He was originally set to hang for murdering a taxi driver.
But Chinese national Wang Wenfeng was shedding tears of relief on Wednesday when he was given life in prison and 24 strokes of the cane instead.
The 35-year-old, who is married with a 10-year-old daughter, is the fifth murderer on death row to be re-sentenced after judges were given the discretion this year to impose either the death penalty or life imprisonment in certain categories of murder.
All five cases resulted in the death sentences - mandatory previously - being commuted to a life term and caning.
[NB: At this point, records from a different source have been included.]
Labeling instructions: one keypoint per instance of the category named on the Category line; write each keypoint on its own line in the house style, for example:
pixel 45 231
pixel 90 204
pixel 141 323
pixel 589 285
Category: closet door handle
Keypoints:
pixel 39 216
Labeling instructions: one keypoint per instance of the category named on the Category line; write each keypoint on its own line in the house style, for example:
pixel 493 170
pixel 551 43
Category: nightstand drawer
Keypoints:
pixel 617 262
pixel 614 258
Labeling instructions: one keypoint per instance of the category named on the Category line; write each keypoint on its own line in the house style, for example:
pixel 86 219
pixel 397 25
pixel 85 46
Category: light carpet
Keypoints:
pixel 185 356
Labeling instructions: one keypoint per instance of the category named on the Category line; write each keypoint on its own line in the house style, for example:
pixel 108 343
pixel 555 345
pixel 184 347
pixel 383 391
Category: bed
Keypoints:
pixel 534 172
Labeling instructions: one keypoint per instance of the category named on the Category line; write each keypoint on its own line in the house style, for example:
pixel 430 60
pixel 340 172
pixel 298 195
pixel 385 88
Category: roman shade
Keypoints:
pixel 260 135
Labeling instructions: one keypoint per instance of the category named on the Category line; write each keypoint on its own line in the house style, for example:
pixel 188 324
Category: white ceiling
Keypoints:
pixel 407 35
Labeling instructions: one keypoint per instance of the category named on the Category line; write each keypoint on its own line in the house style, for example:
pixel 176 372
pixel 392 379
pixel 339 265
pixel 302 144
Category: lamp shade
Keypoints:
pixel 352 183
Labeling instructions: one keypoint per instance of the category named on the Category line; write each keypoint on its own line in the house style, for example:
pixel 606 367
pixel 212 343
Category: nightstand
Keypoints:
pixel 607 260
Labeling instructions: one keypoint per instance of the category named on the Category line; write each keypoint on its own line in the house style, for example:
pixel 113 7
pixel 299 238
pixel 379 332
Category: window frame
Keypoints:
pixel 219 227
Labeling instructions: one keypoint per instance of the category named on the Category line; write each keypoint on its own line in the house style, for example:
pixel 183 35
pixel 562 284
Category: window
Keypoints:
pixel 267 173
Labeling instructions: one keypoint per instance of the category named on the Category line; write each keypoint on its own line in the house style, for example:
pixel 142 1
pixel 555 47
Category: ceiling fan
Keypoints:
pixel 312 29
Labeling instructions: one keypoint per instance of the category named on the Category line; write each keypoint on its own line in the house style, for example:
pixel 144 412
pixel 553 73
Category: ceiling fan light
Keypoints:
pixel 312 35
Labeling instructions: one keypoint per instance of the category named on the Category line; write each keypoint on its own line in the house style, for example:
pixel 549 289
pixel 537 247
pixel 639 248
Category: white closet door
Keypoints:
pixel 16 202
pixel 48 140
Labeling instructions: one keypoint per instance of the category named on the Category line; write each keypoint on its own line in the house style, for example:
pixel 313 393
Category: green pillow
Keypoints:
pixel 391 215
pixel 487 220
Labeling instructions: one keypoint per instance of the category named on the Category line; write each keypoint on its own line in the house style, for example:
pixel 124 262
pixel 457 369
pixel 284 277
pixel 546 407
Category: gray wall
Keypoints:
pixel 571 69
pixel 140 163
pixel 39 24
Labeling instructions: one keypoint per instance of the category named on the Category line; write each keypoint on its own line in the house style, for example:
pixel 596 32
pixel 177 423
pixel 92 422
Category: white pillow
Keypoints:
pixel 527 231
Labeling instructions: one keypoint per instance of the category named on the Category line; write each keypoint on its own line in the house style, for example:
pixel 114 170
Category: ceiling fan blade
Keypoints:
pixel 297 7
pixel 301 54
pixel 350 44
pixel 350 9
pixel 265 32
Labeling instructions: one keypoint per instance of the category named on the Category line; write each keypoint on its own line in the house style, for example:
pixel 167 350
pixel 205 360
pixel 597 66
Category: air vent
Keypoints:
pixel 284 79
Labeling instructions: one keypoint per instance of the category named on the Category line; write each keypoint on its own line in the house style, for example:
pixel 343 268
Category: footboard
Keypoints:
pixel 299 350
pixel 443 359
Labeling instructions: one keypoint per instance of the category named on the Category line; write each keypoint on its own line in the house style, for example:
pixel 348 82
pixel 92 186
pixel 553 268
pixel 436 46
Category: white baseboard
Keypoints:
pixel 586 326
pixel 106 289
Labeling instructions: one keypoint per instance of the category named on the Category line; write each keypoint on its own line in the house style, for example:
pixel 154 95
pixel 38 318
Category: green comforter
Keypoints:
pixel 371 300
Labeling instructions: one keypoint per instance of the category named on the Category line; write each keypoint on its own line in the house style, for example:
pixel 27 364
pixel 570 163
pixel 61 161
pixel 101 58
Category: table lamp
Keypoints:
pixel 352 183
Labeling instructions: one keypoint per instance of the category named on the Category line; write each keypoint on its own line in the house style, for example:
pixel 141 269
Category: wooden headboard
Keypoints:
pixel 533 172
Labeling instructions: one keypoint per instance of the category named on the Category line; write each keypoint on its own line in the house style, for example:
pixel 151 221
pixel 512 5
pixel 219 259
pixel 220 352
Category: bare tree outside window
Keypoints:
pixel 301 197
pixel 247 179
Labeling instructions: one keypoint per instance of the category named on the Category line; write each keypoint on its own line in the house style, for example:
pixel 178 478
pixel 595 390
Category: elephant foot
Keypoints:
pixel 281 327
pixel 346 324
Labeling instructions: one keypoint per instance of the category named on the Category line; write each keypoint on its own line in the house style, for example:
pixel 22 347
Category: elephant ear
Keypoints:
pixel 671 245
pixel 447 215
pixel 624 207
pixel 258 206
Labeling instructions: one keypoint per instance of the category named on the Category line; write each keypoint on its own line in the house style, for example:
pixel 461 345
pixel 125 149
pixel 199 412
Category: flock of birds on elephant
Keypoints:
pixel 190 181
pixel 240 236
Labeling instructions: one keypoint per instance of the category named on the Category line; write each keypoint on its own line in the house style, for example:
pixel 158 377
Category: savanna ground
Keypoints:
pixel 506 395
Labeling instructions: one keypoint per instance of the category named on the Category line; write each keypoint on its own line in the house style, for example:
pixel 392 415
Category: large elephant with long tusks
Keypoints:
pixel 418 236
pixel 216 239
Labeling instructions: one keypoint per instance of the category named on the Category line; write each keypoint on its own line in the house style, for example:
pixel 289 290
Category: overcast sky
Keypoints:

On Wednesday, Chief Prosecutor Bala Reddy pressed for Wang to be sentenced to death, arguing that he had committed a pre-meditated murder in cold blood.
Citing statistics of crimes against taxi and bus drivers, he argued that there was a need to deter violent crimes against public transport workers.
Wang's lawyer, Mr Wendell Wong, argued that this was a case of a botched robbery and that the death penalty should be reserved for the most heinous cases.
Justice Lee Seiu Kin concluded that "the ends of justice" are served by a life term and 24 strokes - the maximum he can impose, short of hanging.
The judge said it was one thing to impose a higher fine or longer jail term as a deterrent but quite another to say that a death sentence was necessary and appropriate when life imprisonment was an option.